LANSING, Michigan (LifeSiteNews) — Radical pro-abortion Gov. Gretchen Whitmer signed a law earlier this week amending civil rights law in Michigan to include legal protections for abortion. 

The law, S.B. 147, passed along party lines in both houses of the Michigan legislature, amends the Elliot-Larsen Civil Rights Act by prohibiting Michigan employers from firing or retaliating against employees as a result of an elective abortion. The law previously applied only to abortions for alleged threats to the life of the mother. Medical experts have attested that abortion is never medically necessary.  

In a statement released upon her signing the law, Whitmer said “No one in Michigan should face discrimination because they exercised their constitutional rights, including their right to reproductive freedom by having an abortion,” calling abortion a “fundamental freedom” at the “foundation of our democracy.”

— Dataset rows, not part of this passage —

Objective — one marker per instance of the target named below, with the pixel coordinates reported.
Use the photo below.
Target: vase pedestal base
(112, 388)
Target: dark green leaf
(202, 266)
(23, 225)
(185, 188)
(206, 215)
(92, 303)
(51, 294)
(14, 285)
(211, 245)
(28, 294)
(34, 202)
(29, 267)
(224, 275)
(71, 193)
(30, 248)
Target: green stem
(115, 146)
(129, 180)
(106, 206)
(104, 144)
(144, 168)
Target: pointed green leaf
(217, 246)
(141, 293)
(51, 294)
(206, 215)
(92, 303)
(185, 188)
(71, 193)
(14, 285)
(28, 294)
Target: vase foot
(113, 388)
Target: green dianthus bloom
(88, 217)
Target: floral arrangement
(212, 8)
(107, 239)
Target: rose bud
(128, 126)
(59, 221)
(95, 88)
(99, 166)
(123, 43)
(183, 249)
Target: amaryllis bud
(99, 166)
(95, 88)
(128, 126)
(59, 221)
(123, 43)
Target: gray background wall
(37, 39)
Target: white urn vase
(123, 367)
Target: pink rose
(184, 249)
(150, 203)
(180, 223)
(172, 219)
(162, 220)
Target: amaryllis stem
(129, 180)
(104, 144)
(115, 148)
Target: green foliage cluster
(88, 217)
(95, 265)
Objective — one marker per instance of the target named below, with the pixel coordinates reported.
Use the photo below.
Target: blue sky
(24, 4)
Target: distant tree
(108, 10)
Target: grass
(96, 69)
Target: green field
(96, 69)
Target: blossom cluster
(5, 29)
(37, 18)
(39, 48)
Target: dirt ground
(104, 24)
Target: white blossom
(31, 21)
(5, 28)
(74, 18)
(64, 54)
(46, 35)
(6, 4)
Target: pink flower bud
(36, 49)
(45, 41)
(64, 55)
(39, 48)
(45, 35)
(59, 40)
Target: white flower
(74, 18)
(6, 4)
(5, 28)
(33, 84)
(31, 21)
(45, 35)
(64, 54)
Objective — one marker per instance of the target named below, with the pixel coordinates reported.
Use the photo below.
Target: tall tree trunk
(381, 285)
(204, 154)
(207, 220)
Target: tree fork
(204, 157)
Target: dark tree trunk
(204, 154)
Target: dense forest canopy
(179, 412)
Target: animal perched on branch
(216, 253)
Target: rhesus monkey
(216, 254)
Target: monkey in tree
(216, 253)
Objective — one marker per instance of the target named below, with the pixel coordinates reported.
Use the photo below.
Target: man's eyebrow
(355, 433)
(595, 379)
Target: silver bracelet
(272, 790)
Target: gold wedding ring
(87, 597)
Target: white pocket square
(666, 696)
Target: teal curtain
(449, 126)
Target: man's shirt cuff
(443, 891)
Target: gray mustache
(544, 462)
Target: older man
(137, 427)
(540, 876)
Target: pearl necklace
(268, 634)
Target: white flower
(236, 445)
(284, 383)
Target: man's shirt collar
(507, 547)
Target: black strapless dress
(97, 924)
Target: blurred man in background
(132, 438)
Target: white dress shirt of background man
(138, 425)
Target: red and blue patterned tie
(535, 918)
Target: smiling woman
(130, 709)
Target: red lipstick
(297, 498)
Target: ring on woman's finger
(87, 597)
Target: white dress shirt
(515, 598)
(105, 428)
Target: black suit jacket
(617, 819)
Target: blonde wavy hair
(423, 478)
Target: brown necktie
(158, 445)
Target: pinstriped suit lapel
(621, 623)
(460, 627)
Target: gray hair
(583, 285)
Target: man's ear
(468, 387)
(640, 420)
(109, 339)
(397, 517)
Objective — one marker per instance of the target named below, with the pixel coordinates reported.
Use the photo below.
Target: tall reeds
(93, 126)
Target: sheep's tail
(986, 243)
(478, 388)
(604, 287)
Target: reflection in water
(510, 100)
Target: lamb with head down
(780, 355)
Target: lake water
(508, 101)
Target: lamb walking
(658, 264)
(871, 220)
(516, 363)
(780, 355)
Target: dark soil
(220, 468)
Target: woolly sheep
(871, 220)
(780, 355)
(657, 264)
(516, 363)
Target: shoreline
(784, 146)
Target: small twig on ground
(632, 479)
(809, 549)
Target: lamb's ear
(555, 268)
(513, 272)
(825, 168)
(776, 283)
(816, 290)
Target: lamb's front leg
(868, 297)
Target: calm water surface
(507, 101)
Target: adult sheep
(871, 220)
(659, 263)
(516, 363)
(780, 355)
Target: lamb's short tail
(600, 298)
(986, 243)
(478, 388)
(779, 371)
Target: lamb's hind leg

Opponents of the law maintain that it could lead to infringements on the religious and personal liberty of employers across the state, with employers potentially being forced to offer employee benefits that include abortion coverage. 

Speaking with MLive via email, David Maluchnik, vice president of communications for the Michigan Catholic Conference, which opposed the law while it was being considered in the legislature, said that We believe the bill will require non self-insured employers to pay for abortion coverage if they offer employees coverage for childbirth.

“Thus, the bill creates an abortion mandate on some employers, he continued.  

A 2013 law, however, passed by a then-Republican controlled Michigan state legislature, prohibited insurers from covering elective abortions in most healthcare plans, requiring that employees seeking abortion obtain an insurance “rider.” According to Maluchnik, the existence of the law could lead to a court challenge, telling MLive “We believe it is likely that a court challenge to either policy would hinge on a legal interpretation of Proposal 3, should a claim come forward, considering the amendment’s broad and jumbled language. 

Similarly, Genevieve Marnon, legislative director for Right to Life of Michigan, said in a statement that the bill contradicts its original intent. “To include an ‘action’ in the Elliot-Larsen law is a radical departure from the intent and spirit of the ELRCA, which was designed to prevent discrimination against people for immutable characteristics such as gender, race, religion etc., Marnon said. 

“Employers are not privy to HIPAA protected healthcare information so their employers have no way of knowing whether they’ve had an abortion unless the employee broadcasts her private medical records,” she added. 

The law comes after Michigan voters approved by a 57–43% margin Proposal 3, an amendment to the Michigan Constitution enshrining a “right to make and effectuate decisions about all matters relating to pregnancy, including but not limited to prenatal care, childbirth, postpartum care, contraception, sterilization, abortion care, miscarriage management, and infertility care.”  

The law also follows Whitmer’s repeal of a 1931 abortion ban last month. It is set to take effect next year.  

Whitmer’s office has yet to respond to LifeSite’s request for comment.